Two silhouettes frozen on opposite sides of the glass, separated by nothing but air, and yet… Kaizlan felt as if there was a chasm between them, wide enough to swallow years of memory.

The silver-haired youth tilted his head slightly, as if sensing something. His eyes—gray, sharp, unyielding—locked with Kaizlan's for the briefest moment.

It was enough.

A cold pulse rippled through Kaizlan's veins, as if his own blood recognized the boy before his mind could.

That mark… the inverted blade-shaped birthmark, clearly visible on the left side of the youth's neck.

It was the same.

Exactly the same.

Kaizlan's hand instinctively rose to his own neck, fingers brushing over the familiar texture of the skin there. For a second, he almost forgot why he was here.

This isn't coincidence.

The man training the boy—Raen—turned abruptly, eyes scanning the darkness outside.
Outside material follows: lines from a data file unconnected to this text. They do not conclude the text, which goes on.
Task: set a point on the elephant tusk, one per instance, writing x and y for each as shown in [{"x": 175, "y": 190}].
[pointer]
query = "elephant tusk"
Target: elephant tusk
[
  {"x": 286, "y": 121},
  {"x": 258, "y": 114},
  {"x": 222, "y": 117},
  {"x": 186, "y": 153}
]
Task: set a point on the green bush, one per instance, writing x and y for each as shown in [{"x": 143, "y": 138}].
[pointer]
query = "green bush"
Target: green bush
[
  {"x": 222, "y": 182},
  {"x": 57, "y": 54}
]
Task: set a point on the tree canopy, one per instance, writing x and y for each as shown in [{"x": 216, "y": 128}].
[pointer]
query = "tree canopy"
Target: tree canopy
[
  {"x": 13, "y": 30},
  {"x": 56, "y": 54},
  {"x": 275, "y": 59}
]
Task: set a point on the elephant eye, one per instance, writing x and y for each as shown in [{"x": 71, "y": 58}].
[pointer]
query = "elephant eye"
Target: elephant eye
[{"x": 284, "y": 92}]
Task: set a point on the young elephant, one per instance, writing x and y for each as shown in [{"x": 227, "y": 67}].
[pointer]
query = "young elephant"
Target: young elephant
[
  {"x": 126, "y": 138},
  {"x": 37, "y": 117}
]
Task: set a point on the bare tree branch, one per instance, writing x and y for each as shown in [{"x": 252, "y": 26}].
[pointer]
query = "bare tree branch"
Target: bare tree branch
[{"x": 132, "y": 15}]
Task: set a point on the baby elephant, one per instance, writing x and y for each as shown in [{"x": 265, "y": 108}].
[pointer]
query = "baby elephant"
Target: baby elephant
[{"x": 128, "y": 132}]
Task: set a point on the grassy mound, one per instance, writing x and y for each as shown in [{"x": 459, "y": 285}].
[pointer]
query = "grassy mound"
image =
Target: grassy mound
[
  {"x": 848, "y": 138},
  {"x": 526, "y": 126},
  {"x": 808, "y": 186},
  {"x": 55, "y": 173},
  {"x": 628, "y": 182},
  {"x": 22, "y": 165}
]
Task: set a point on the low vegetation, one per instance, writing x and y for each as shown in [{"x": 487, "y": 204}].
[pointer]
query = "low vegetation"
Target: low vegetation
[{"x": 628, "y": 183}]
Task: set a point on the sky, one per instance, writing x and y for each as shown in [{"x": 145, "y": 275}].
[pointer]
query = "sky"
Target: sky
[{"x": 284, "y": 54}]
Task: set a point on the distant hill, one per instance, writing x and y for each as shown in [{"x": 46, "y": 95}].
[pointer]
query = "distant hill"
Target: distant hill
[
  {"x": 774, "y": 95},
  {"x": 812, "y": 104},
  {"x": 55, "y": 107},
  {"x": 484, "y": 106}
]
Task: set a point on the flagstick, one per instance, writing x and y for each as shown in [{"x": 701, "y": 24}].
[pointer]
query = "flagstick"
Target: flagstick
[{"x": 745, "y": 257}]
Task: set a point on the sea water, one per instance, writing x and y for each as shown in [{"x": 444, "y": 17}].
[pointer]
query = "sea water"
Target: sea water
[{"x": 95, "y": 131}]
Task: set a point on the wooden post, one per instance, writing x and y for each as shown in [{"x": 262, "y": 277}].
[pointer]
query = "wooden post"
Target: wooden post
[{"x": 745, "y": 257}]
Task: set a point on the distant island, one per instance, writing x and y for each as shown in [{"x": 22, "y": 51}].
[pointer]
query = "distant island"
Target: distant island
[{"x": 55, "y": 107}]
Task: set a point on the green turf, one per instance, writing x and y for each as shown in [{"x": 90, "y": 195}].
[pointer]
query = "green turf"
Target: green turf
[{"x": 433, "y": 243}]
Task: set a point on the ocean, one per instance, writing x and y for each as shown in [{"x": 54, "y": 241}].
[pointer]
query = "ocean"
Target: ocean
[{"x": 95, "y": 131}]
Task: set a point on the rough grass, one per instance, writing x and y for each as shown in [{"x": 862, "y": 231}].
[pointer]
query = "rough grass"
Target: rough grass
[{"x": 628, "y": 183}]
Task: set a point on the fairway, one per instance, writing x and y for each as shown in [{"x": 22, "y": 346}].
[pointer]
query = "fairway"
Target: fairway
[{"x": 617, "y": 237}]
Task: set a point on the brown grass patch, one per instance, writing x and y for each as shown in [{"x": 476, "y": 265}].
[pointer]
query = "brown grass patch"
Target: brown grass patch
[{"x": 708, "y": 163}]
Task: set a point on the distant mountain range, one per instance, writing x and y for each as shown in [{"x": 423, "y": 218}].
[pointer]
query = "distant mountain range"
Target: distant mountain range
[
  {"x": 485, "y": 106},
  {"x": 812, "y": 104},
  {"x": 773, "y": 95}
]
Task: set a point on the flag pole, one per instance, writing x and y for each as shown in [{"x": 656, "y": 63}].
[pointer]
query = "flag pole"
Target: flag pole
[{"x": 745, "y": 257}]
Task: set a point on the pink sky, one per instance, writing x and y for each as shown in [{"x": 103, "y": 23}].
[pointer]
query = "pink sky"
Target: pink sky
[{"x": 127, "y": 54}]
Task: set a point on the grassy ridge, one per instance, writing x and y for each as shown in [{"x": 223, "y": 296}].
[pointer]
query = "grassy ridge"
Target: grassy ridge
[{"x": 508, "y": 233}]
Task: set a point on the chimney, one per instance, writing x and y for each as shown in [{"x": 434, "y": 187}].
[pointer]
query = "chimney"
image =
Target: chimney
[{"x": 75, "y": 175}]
Kaizlan stepped back into the shadow of the wall, his breath measured, every muscle still. He could feel the weight of Raen's presence even from here; the man moved like someone who had seen too many winters survive him.

When Raen looked away, Kaizlan silently scaled the side of the house, perching on the roof where the moonlight couldn't reach him.

From here, he could see the entire property: the broken fence, the patch of unkempt grass, the narrow trail leading into the woods. More importantly, he could hear their voices.

Raen's tone was steady, disciplined. The boy's voice… sharp, but young.

They spoke of stances, footwork, and control of breath. Nothing unusual.

And yet, Kaizlan couldn't shake the feeling that each word was a thread—threads leading somewhere he wasn't supposed to follow.

Focus. The mission.

He recalled his orders with precision:

Infiltrate quietly.

Eliminate the target.

Leave no trace.

The "target" now had a face. And that face carried a shadow of his own past.

Kaizlan's grip tightened on the hilt of his dagger. The leather-wrapped handle felt heavier than usual.

The voice of his old instructor whispered again, sharp and unforgiving:

"Hesitation is the luxury of the dead."

Midnight drew closer.

Raen and the boy entered the house, leaving the yard silent.

Kaizlan moved to the window again, watching the boy place a small dagger on the table—its blade dulled, likely for training.

He could kill him now. A single motion, swift and final.

But his feet didn't move.

Not yet.

Instead, Kaizlan found himself asking the one question a killer should never ask:

Why does he look like me?

And in that moment of quiet doubt… somewhere in the distance, a crow called.